La confusion règne : Gad Elmaleh a été jeté en pâture sur la toile tandis que Kev Adams court toujours. L’artiste pris pour cible est prié de rester dans les limites de l’Europe. Impensable que ce Français traverse l’Atlantique avant les racisé.es. L’antiracisme asiatique progresse à grands pas, mais l’on ne voit toujours pas de programme politique fleurir. Les figures de la lutte, prennent d’assaut la tribune et les grands journaux pour faire savoir que le racisme, ça offense, ça insulte. Rien de nouveau sous le soleil.

 

Cependant, nous sommes dans un singulier moment, car nous observons une mésalliance entre les différents représentants des groupes asiatiques de lutte. Ceux-ci sont ligués pour obtenir les excuses de Gad Elmaleh et le public peut aujourd’hui profiter d’un autre spectacle, celui de l’émergence de l’identité asiatique pour un sketch qui s’appelle « les chinois ».
 

On aurait tort de leur reprocher : le contexte est au ras-le-bol. Un artiste pourtant identifié comme anti-raciste, l’Algérino, est soudain passé du statut de martyr à bourreau. Des années après une chanson dont les paroles étaient dirigées contre Marine le Pen, « avec le sourire », qui lui avait valu les foudres de l’extrême droite, le voilà auteur d’une chanson dont le sous-titre est « tching Tchang tchong ». Un autre clip insoutenable pendant lequel ses danseuses imitent les yeux bridés. La ligne de démarcation entre racistes et non-racistes se brouille dangereusement.

 

Vidéo

                                              
Si encore on trouve des excuses à la performance de « Kev » et « Gad » le sketch qui avait été diffusé sur M6 n’était pas particulièrement divertissant, et n’a pas valeur de persécution. Même après avoir appris les intentions de l’unique artiste pris pour cible et sa volonté de critiquer le commerce des arts martiaux modernes, le sourire n’était pas arraché. Même si « Kev » et « Gad » ont rappelé explicitement pendant les 10 minutes de leur passage que la satire frôlait avec la stigmatisation, la gêne ne s’est pas dissipée.
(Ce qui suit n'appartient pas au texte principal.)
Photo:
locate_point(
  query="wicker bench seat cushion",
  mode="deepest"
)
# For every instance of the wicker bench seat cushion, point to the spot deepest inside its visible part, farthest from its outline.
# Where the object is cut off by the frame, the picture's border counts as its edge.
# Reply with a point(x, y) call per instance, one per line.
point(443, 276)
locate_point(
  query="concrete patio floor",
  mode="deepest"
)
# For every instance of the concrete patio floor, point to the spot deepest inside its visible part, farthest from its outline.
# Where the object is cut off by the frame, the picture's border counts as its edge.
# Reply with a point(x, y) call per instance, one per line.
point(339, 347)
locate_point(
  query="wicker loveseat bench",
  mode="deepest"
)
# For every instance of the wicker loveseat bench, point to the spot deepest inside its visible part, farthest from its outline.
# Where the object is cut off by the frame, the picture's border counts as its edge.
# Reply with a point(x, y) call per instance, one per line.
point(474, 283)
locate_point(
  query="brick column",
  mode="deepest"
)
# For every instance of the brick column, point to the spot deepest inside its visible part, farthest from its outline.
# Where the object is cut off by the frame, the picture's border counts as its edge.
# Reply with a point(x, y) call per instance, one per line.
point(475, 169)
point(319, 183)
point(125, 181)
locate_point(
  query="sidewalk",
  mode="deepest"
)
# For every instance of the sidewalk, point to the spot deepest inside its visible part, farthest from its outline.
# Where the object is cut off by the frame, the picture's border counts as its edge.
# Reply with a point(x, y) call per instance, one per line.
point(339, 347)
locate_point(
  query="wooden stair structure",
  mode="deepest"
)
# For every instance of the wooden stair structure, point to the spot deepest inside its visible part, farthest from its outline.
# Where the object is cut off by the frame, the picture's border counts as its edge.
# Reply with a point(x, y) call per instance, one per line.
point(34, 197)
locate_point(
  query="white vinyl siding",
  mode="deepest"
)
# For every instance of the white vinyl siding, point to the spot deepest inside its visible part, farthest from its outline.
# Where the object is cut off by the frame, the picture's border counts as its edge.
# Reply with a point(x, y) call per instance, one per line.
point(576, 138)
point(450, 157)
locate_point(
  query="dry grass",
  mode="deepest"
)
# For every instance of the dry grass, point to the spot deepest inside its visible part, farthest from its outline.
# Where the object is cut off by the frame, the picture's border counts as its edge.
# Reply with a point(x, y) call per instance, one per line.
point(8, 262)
Naturellement, ça n’a pas suffi à taire les protestations quand la rediffusion a été annoncée. Maintenant, ce sont des excuses exemplaires qui sont demandées, à la fois par les associations et par les personnalités qui bénéficient de l’aubaine médiatique.

 

Mais la « standing ovation » dont bénéficie les groupes de lutte pose question, quand on sait que les revendications des uns et des autres sont fondamentalement opposées. Singulièrement, leur alliance propose de répondre aux maladresses par l’amalgame.

 

On est antiraciste pour une raison claire et précise: Que penser de la nouvelle visibilité des asiatiques, quand on sait que les uns et des autres sont fondamentalement opposées dans leur idéologie respective ?

 

Asia2.0 vous recommande au lecteur l’interview mémorable de Danièle Obono peu de temps après sa victoire électorale aux législatives de 2017.

 

Prenons pour exemple le mouvement de revendication qui a émergé en 2016 avait pour souci de réclamer la « sécurité pour tous ». Elle avait fait accourir la droite politique en grand renfort pour protéger sa « minorité modèle ». Tout antiraciste qui se respecte ne pourrait pas se regarder dans le miroir en ayant pour projet de renforcer les forces de police, réclamer un durcissement des peines pénales pour les mineurs, sachant pertinemment que ces mesures vont être dirigées dans les quartiers populaires.

 

L’antiracisme politique, ou décolonial : qui est un des principaux axes de mobilisation contre les violences policières, l’impérialisme et le capitalisme a une force de frappe qui est bien particulière sur les réseaux sociaux puisqu’elle est affranchie des impératifs de l’institution, des intérêts de l’état et de la propriété privée. Cette partie de l’antiracisme emploie les méthodes de communication, initialement réservées à contrer l’extrême-droite et sa fachosphère, contre le camp de la gauche modérée, qu’elle estime inefficace pour défendre l’égalité. Un peu comme quand Alain Juppé, figure des Républicains, avait été qualifié « d’immigrationniste » par des groupes peu fréquentables à droite.

 

Aujourd’hui la demande d’excuses adressée à Gad Elmaleh fédère la communauté asiatique alors qu’elle comprend aussi bien des groupes qui sont soit prêts à tout pour épouser le mythe de la minorité modèle, et d’autres qui sont pourtant destinés à être le dernier rempart contre le fascisme. La revendication décoloniale qui tente d’affirmer une identité minoritaire pour son statut minoritaire nous rappelle, et à juste titre que de nombreux éléments du patrimoine asiatique sont minorés, critiqués ou présentés comme barbares. Elle se heurte à la réalité du pouvoir économique des pays d’Asie. Les sécuritaires se heurtent tout simplement aux bases de l’antiracisme. On exagère à peine à dire qu’une combinaison regroupant des identitaires et des sécuritaires donne un résultat inquiétant.

 
Il est amusant de constater qu’il ne reste entre les deux que l’antiracisme moral pour équilibrer cette valse-hésitation entre la lutte contre le racisme d’état et la répression policière. Mais il n’est pas sûr que la gauche, celle qui est attendue par les milieux antiracistes chevronnés qui ont consacré des années à contourner les universalismes du siècle dernier, n’intègre les asiatiques à ce prix.

 

La réponse d’Asia2.0 est la suivante : il ne peut pas y avoir de revendication seulement asiatique, car elle provoquerait un nassement des communautés citoyennes qui seront ostracisées au nom de la défense de l’identité blanche, et contenues au nom du mythe de la minorité modèle.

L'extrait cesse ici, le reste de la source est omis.